E mais: existem os 500 milhões não auditados. Este dinheiro voou sem deixar rasto. Foi inscrito no Orçamento como componente da Defesa e Segurança. Mas não existe armamento nenhum comprado por esse dinheiro. Ou seja, não há nada que comprove que esse dinheiro comprou efectivamente o armamento. Simplesmente o dinheiro esfumou-se.
Há ou não crime no meio disto tudo? Há! A contratação das dívidas não foi do aval da Assembleia da República. Fintou-se o Parlamento porque a burla já havia sido desenhada. Tanto assim é, que olhando para a própria estrutura das empresas MAM, ProIndicus e Ematum, não têm estrutura nenhuma de amanhã gerarem lucros. Estas empresas só foram criadas para facilitarem a burla. Foram um instrumento usado para a burla.
É aqui que efectivamente, a PGR deve mostrar a sua musculatura, se é que tem alguma! Na Constituição da República, a nossa lei-mãe, diz-se que a PGR é o garante da legalidade. A PGR é que defende o Estado junto dos tribunais. Em nenhum parágrafo da Constituição da República diz-se que a PGR é serviçal do Governo do dia. Mas é o que acontece neste pobre país. Aliás, isto é que levanta sérias dúvidas sobre a verdadeira actuação da PGR até neste processo de dívidas ocultas.
Se alguns estão recordados, há sensivelmente três meses, eu, Nini Satar, postei uma matéria neste meu mural sobre a quebra do sigilo bancário de Armando Guebuza, o seu filho e os apaniguados de sempre. Efectivamente o que os bancos moçambicanos, nomeadamente BCI, BIM, Moza Banco, Standard Bank e outros facultaram não tem nada de interessante. Ou seja, nenhum dos que roubaram o país iria depositar o mesmo dinheiro em bancos moçambicanos.
Os extractos das contas destes senhores foram entregues a Kroll. Não ofereciam dados pertinentes. E sabem porquê foram entregues à Kroll? Porque a PGR, que serve à nomenklatura política, queria provar que o dinheiro das dívidas ocultas não está nas contas de Armando Guebuza e seus amigos. E logo existe um meio caminho andado para a PGR deduzir um despacho de abstenção. Meus irmãos: esses senhores gatunos não vão ser acusados de nada.

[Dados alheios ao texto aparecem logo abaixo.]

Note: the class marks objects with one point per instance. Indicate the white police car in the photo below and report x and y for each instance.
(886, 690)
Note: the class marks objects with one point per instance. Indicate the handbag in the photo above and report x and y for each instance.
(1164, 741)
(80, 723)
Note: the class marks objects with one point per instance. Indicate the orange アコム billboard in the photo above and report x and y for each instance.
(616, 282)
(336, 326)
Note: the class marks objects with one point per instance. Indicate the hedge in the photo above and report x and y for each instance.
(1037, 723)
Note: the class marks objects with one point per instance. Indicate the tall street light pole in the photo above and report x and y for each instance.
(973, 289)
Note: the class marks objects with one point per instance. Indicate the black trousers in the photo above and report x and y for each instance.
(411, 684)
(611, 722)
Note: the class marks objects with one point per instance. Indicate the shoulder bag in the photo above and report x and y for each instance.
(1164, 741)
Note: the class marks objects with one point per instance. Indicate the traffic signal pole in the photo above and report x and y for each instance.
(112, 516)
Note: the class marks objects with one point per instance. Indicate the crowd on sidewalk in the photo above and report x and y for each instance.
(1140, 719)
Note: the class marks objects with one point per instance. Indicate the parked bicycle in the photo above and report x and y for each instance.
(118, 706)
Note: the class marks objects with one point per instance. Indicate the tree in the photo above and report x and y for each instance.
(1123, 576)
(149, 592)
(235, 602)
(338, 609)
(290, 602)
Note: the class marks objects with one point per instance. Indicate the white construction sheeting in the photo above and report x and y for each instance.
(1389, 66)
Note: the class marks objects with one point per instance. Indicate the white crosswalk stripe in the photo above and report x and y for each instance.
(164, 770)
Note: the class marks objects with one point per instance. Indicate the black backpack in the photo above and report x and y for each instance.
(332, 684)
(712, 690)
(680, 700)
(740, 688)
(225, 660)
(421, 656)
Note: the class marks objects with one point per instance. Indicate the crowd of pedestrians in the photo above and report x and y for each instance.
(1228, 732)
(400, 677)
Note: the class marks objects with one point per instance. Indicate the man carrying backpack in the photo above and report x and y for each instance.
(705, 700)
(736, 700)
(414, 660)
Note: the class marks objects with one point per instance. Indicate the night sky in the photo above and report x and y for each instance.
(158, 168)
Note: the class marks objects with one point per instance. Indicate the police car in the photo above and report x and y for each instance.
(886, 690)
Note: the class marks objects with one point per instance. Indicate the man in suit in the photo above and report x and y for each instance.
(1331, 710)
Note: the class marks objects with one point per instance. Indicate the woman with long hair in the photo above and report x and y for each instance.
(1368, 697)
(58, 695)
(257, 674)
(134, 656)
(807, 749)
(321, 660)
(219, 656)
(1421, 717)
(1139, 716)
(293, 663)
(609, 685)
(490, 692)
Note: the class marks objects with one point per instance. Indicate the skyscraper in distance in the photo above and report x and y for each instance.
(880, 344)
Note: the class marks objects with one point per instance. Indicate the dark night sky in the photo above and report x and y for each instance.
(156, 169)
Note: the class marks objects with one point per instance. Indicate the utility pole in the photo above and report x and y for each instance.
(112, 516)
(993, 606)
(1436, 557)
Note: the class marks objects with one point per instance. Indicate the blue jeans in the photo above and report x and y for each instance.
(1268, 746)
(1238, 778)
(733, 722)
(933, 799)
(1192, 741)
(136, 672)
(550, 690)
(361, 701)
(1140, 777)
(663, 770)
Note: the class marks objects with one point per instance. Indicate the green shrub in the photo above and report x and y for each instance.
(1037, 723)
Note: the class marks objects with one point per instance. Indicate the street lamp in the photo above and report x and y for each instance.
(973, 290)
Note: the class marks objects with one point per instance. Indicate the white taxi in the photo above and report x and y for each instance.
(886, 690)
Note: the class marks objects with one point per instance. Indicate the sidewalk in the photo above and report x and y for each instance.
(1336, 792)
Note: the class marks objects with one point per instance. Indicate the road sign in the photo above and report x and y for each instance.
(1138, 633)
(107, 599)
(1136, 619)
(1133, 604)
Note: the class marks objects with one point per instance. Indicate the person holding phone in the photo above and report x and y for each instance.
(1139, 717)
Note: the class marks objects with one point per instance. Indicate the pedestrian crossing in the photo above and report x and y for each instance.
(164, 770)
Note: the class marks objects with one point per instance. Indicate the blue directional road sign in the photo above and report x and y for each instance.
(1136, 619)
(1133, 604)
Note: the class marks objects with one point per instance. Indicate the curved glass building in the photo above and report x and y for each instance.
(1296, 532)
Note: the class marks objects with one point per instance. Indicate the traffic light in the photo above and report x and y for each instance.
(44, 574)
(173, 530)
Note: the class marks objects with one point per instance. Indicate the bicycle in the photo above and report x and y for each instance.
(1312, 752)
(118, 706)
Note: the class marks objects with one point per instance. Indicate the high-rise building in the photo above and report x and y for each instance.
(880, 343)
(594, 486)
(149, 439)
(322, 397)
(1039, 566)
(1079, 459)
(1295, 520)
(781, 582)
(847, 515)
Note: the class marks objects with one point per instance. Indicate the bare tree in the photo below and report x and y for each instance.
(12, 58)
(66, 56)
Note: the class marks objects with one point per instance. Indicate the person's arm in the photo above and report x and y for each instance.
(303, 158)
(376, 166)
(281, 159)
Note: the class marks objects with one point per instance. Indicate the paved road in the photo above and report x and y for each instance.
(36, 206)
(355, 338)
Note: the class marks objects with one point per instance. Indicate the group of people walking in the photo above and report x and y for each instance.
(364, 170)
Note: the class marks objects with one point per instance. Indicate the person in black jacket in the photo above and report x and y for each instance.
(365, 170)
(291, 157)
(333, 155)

Não vão ser presos preventivamente. Isto iria acontecer se fosse o João, o Zé…o pé descalço de sempre!
Quem acha que um dia há-de ver Armando Guebuza e seus amigos atrás das grades, pode esperar sentado numa cadeira de descanso numa boa sombra, com uma chávena de chá verde e sandes de queijo. A PGR já preparou tudo para inocentar estes senhores.
PS: Sei que alguns dos meus amigos, ou fãs, ou seguidores, podem não entender o que quer dizer sobrefacturação. É simples. Trata-se do aumento de forma fraudulenta do preço de um bem ou serviço. Isto é, a prestação de um serviço ou a entrega de produtos é realizada e uma factura com um valor deliberadamente inflacionado é liquidada pelo cliente, em cumplicidade com o fornecedor. O pagamento em excesso é devolvido ao cliente sob a forma de dinheiro líquido ou outros benefícios. É isto que o grupo de Armando Guebuza fez.
Por outro lado, a PGR, se na realidade quer deixar de varrer o quintal dos políticos, deve prender, e já, todos os suspeitos nesta burla. Não precisa de investigar nada. A Kroll já fez esse trabalho. Os indícios são suficientes para mandar prender essa gentalha toda. Aliás, se fosse o Zé-povinho, a PGR já devia o ter mandado prender, alegadamente para não perturbar as investigações. Neste processo a PGR, volto a dizer, não precisa de investigar nada. É só prender. Aliás, a esta altura esses senhores já deviam estar a ver o sol aos quadradinhos.